In 1943, during the Volhynian Genocide, 96 ethnic Poles of Berezne were murdered by Ukrainian nationalists of the Ukrainian Insurgent Army. The first attack on the town took place in June 1943. Other attacks occurred in the second half of that year, and as a result Polish survivors fled to larger towns, such as Rowne. In June 1945 the remaining Poles were forced to leave Berezne in accordance with the Allied treaties.

After the breakup of the Soviet Union, culminating with Ukrainian independence, Berezne became the administrative centre of the Berezne Raion of western Ukraine.

===The Holocaust survivors===

Only a few hundred of the Jews of Berezne survived the Holocaust. Most of them escaped from the forest camp to the village of Mazorisz (Mazorish) where the Polish villagers that gave them food and shelter in return for firewood used for heating.
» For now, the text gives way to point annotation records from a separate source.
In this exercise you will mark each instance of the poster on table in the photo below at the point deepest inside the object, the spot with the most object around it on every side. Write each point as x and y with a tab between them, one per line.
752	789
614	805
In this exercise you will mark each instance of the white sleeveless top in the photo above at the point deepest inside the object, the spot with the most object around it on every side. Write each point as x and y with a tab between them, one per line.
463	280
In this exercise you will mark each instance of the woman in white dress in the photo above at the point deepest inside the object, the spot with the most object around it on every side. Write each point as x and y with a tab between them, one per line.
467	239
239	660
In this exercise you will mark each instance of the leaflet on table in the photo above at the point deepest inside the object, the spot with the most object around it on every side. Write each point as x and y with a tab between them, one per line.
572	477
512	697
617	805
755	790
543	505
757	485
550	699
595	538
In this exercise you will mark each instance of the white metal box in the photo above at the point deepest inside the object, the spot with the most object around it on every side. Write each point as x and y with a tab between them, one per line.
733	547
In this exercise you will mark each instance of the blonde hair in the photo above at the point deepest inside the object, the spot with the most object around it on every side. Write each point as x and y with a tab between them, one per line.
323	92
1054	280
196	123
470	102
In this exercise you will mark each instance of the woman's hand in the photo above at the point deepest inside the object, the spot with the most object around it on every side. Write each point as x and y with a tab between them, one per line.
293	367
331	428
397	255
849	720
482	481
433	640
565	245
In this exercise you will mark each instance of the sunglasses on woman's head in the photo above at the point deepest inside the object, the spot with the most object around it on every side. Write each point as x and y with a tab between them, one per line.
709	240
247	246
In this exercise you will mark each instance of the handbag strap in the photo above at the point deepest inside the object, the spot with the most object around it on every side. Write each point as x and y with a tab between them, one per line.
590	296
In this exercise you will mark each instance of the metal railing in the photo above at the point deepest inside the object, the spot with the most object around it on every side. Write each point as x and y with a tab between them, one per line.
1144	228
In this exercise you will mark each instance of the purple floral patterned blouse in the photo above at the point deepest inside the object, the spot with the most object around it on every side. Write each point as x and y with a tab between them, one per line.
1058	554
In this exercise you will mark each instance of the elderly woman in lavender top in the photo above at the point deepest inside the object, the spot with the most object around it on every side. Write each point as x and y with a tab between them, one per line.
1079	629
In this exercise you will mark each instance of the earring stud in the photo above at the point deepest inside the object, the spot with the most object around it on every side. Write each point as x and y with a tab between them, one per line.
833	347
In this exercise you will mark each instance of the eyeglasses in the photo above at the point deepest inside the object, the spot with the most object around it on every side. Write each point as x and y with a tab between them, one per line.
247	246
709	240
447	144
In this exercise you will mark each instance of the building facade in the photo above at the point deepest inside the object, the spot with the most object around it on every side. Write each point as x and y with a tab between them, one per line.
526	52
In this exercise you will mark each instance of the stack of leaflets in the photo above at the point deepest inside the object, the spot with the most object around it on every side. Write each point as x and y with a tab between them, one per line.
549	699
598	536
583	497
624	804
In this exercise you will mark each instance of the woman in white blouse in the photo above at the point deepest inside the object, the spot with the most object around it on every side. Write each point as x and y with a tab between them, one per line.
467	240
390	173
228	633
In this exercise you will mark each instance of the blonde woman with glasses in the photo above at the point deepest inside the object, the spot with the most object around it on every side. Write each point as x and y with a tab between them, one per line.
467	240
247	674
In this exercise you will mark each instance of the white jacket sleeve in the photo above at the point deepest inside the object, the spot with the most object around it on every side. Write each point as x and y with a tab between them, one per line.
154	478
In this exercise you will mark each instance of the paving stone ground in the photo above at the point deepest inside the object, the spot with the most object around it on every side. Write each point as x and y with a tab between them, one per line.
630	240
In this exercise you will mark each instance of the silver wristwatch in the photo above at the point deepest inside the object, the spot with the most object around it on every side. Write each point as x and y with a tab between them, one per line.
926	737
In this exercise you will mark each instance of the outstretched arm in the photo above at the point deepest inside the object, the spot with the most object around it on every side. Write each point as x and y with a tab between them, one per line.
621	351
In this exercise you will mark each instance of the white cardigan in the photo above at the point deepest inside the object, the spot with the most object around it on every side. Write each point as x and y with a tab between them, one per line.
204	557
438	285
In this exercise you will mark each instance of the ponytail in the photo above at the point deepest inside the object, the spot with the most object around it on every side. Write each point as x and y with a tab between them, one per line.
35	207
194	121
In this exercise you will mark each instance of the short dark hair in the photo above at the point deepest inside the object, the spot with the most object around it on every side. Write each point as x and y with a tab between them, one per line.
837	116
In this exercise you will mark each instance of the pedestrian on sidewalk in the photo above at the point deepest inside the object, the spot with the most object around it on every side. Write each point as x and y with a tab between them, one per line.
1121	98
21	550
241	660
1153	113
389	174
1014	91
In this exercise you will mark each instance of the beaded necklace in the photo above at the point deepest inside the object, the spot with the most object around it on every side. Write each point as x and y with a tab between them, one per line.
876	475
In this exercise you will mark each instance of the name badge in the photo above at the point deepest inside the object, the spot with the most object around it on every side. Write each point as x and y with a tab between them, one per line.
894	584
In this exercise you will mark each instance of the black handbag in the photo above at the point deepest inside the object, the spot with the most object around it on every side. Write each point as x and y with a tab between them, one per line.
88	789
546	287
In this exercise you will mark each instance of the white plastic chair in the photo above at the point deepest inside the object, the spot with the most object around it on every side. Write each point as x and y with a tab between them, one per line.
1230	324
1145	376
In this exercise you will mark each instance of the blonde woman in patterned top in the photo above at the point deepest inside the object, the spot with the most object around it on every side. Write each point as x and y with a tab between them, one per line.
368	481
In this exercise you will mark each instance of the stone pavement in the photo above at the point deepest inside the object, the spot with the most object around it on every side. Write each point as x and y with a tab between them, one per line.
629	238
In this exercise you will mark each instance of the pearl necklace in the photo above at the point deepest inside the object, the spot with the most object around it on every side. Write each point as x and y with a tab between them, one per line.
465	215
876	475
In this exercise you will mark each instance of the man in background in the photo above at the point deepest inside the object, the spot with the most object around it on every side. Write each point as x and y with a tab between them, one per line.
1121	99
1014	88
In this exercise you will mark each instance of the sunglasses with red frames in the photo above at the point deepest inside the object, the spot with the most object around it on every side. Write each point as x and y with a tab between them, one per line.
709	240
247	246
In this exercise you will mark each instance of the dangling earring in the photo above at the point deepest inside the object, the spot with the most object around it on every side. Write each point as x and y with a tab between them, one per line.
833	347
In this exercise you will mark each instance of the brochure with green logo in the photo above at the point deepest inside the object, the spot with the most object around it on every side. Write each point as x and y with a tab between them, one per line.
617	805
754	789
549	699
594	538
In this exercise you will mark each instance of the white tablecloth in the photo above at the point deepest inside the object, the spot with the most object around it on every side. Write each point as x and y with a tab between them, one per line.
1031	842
Some left the area together with the Communists, before the Nazis entered. For many years there stood a monument memorializing the over 3,000 men, women, and children who were slaughtered by the Nazis and local Ukrainian collaborators, at the site of their mass grave. Corresponding to common Soviet practice, the Soviet authorities refused to mention on the monument that the 3,680 murdered victims were Jews, instead describing them as "citizens of the Soviet Union".